Daniel Koch, der Chef der Abteilung für übertragbare Krankheiten gesteht im Rundschau talk ein: «Ich glaube nicht, dass man das Debakel hat kommen sehen – so wenig wie man diese Epidemie hat kommen sehen. Wäre dies der Fall, könnte man reagieren.» Die Rede ist von den besonders schützenden Masken der Kategorie FFP-2. Sie werden rar in der Schweiz.
So etwa im Spital Biel. Dort wo sich normalerweise Schutzmasken stapeln, liegen zwei einsame Packungen. Den Hauptteil der Masken musste man wegschliessen. Nur vier Menschen haben Zutritt. Man kämpfe mit Diebstählen, begründet Bernhard Roder, Leiter Beschaffung und Logistik des Spitals die Massnahme: «Wir haben einfach Angst, dass wir ein grosses Problem mit der Versorgung des Spitals bekommen.»
«Man spielt mit Menschenleben»
Die Schutzmasken seien absolut notwendig, um das Personal zu schützen, betont der Bieler Spitaldirektor Kristian Schneider. Deshalb hatte er auch zugestimmt, 10'000 Masken zum 10-fachen des Normalpreises zu kaufen. Doch einen Tag vor der Lieferung verlangte der Lieferant plötzlich zwei Franken mehr pro Maske, 9.50 Franken. Schneider sagte dem Lieferanten ab. «Wir kommen in eine Situation, die praktisch unethisch ist. Lieferanten spielen mit dem Leben der Gesundheitsfachpersonen und der Patienten.»
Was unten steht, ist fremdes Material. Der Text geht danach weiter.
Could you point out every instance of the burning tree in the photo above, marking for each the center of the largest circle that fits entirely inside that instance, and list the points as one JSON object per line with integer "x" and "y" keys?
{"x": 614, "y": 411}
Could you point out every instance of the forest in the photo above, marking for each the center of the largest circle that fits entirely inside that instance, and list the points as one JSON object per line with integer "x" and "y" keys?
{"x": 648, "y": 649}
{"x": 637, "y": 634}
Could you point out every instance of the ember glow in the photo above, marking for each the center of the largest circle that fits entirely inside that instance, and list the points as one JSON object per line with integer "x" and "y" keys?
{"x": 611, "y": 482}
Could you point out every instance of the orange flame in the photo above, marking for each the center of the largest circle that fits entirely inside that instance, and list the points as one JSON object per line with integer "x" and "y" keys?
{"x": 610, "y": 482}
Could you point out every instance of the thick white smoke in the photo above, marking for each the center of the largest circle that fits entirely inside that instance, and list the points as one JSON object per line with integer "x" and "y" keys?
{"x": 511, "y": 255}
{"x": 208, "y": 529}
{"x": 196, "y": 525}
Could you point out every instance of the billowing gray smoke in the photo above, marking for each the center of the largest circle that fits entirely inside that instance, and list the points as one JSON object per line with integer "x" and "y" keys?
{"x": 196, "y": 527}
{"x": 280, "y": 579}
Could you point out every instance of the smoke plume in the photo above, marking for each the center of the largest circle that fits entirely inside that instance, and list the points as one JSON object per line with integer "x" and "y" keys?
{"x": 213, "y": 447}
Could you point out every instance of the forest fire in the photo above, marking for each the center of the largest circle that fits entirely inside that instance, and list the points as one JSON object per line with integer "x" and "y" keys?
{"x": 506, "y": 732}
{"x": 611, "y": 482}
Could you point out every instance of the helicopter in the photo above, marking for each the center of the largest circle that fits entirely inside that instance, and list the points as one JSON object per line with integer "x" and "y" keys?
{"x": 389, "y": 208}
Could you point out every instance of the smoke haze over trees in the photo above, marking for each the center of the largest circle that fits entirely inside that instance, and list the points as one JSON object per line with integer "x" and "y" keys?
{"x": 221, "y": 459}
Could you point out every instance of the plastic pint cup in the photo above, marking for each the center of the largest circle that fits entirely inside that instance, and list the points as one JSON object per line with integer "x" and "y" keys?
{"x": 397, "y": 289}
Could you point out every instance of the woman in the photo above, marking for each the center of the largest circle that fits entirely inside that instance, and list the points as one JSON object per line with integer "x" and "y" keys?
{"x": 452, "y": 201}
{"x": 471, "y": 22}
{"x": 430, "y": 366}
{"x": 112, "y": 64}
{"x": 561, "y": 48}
Doch weshalb kam es überhaupt soweit? Fast alle Schutzmasken kommen heute aus chinesischen Fabriken. Nach der Ausbreitung des Virus in China stieg der Bedarf und es wurde weniger produziert. In Europa blockierten Nachbarstaaten wie Frankreich und Deutschland Lieferungen in die Schweiz.
Winzige Pflichtlager
Das Bundesamt für wirtschaftliche Landesversorgung (BWL) versuchte jahrelang ein Pflichtlager für Schutzmasken einzurichten. Aber die Pläne scheiterten. Nur wenige Importeure haben sich heute freiwillig verpflichtet, Masken für den Notfall zu lagern, insgesamt rund 180'000 der besonders schützenden FFP-2 Masken. Wie der Bund vor Jahren aber berechnet hat, bräuchte es in einer Pandemie 745'000 solcher Masken.
Es sind die Spitäler, welche in erster Linie für den Masken-Vorrat zuständig sind, so steht es im Pandemieplan des Bundes. Jedes Spital sollte demnach so viele Masken lagern, wie es in normalen Zeiten in viereinhalb Monaten verbraucht. Doch der Bund entdeckte bereits 2016, dass der nötige Vorrat von FFP-2 Masken in den Kantonen nur zu 65 Prozent gedeckt war. Trotzdem blieb es bei Empfehlungen für die Spitäler.
Brief vom Bund führt zu Engpässen
Ende Januar erinnerte das BWL die Spitäler an die Empfehlungen. Der Bieler Spitaldirektor, Kristian Schneider, sagt, der Brief des Bundesamtes habe zu einem Lieferengpass geführt. Alle hätten danach zur gleichen Zeit Masken bestellt und gleichzeitig sei auch der Verbrauch gestiegen. Vergangene Woche lag der Verbrauch 400 Prozent über dem Normalverbrauch.
So gab es bereits im Februar Gesuche der Spitäler, die Vorräte des Bundes anzuzapfen. Inzwischen hat der Bund seine Lager geöffnet. Ueli Haudenschild, der im BWL für Heilmittel zuständig ist, meint: «Das grosse Problem ist einfach, dass in normalen Situationen niemand bereit ist, wahnsinnig viel in Notsituationen zu investieren. Jetzt lernt man vielleicht daraus und kann am einen oder anderen Ort entsprechend reagieren». Eine Überlegung, sei, ob man in Zukunft mit Verpflichtungen statt mit Empfehlungen arbeiten müsse.
Masken-Produktion rollt an
Doch auch aktuell sei der Bund aktiv auf der Suche nach Lösungen betont Koch im Rundschau talk: «Der Bund kauft momentan alles auf, was er kann. Es wird reichen. Wir haben jetzt auch eine Produktion von Masken. Es werden etwa 40'000 Masken pro Tag produziert.» Doch wie gut dieser Nachschub aus der Schweiz wirklich ausreicht, wird wohl von den Fallzahlen in der Schweiz abhängen.